Fitness and Health is not something you should try. It’s a long individual process that you should personalized. Being skinny, the number on the scale, the way you compare yourself to others is not how you do it. Finding a trustworthy source of information (believe me, your TV set is not) is worth the investment. Find a way you believe in and give it a fair chance. It’s not going to happen in a matter of weeks. Give yourself time.
Fit is not only being able to do jumping jacks or lifting pink weights. It’s not only how well your clothes fit. It’s not only about having abs. Fit should FEEL strong, healthy, passionate, loving life, confident, able to workout and play hard, sleep well, eat well, think well…
But you can’t seem to find the time you say?
Are you fooling yourself into thinking that you are busy? Being Busy and being productive are two very different things. Busy is doing things that could wait but easy to do so you choose them first. Being productive is often doing THE thing that needs the most attention and that can lead you closer to greater goals, but often, they are more challenging and draining to do. What to do about it? Motivation meters are often full in the morning, so the first thing you should do in your day is THE most important thing that will lead you closer to your goal or project’s end. That is being productive and then, get busy for the rest of the day.
You don’t know where to start?
Any road trip you take, you need a plan from where you start to where you want to go. First thing that needs to be done is to have your bodyfat measured. Unfortunately, most people can’t or won’t take measurements, like their body fat for instance because they are scared shitless of the present reality they got themselves into, which is the actual state of their present shape. They are as scared as people who won’t go to the doctor when they are suspecting a possible problem.
Another problem is also the fact that some trainers don’t believe in taking bodyfat.
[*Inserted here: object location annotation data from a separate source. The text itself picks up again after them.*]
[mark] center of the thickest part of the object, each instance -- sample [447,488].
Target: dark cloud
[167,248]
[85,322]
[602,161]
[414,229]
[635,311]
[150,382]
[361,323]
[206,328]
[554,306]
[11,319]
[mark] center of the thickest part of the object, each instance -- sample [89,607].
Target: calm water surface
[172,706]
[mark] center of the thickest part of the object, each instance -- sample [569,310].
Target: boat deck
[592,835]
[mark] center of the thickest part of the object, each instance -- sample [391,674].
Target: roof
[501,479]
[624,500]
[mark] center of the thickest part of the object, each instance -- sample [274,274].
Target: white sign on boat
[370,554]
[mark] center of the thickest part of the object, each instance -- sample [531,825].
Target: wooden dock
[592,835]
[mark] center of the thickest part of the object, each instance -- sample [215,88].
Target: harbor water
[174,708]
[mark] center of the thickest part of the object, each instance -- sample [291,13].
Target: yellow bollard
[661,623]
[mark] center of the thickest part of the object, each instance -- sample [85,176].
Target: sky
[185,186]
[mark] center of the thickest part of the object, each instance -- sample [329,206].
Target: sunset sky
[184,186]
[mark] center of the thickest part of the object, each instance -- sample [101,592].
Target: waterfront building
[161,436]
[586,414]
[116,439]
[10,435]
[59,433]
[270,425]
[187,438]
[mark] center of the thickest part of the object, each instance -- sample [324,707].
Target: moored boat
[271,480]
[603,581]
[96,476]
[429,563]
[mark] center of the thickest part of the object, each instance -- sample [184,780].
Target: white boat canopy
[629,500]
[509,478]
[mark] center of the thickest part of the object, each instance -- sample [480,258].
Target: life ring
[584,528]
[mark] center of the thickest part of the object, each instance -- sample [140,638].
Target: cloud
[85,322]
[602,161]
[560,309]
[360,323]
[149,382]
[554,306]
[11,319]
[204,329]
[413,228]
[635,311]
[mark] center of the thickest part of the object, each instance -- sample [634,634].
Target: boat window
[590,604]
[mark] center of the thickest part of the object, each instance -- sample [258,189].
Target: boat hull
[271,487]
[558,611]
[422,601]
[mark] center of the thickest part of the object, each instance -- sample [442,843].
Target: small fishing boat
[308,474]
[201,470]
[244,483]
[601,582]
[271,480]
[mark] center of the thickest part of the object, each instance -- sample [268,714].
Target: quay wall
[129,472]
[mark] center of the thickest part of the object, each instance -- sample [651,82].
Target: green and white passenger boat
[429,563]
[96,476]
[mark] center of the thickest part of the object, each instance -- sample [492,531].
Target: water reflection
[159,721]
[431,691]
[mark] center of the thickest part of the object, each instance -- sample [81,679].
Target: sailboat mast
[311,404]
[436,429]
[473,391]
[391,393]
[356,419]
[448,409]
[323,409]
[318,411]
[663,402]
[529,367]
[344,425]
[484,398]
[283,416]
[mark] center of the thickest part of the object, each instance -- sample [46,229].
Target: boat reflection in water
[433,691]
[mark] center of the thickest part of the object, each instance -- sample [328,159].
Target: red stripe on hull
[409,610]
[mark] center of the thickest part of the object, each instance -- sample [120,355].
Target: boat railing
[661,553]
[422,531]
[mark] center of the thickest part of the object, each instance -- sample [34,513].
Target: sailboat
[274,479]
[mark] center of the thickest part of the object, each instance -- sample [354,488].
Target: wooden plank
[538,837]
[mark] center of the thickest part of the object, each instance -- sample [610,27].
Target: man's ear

Yes, you read that right. What I understand when I hear things like this is that the actual trainer is scared of his abilities, scared of not putting money where his mouth is, proving that he can get results. What if the client doesn’t get what he wants? He won’t renew or just will not come anymore. He will lose that client because he does not see results. Before anything, ask for a clear plan, ask questions, only then, you’ll get the right answers.
But what is the point, all you want is to lose weight…
The problem is that losing weight does not mean a “healthier” body. It’s fine to lose weight but when you know you lost bodyfat you can at least say that the job is being done. If you lose the fat, you are losing dead weight. Only having the scale as a marker can’t give you the real picture of what is actually being lost. On top of that, it often leads to an unhealthy habit that I wish to eradicate from everyone’s morning ritual.
Weighing your fatness every morning is madness. Your weight can fluctuate as much as 10 pounds over the course of a week, even days. So if you are anal about how much you weigh, than you are just feeding the psychological roller coaster ride. Imagine weighing 5 pounds heavier after 4 good days of dieting and thinking that you lost at least a good amount of weight, and BAM! You gained! Get on the scale once a week, same time, same scale, same day. Pick a day and stick with it. What is my best advice? Forget about the scale, and get your bodyfat done at least once a month by a professional. Well worth the investment and less uncertainty.
Meal frequency might be more important than you think.
In the Journal of Physiology and behavior, they demonstrated that; •Changes in meal timing influence obesity and success of weight loss therapy. •Unusual feeding time can induce a disruption of the circadian system. •Digestive enzymes express in a circadian manner and are synchronized by food. •Feeding is the source of energy for adipose tissue. The time of feeding is decisive. •Clock genes are important in meal timing by changes in circadian control of hunger.
Get organized, plan your day in advance. You should know when you can eat during your day. Plan your day around your feeding time. Sure, it sounds a bit crazy, but getting the results you want needs a little bit more effort than eating on the go.
Enjoy your week, keep the great work going.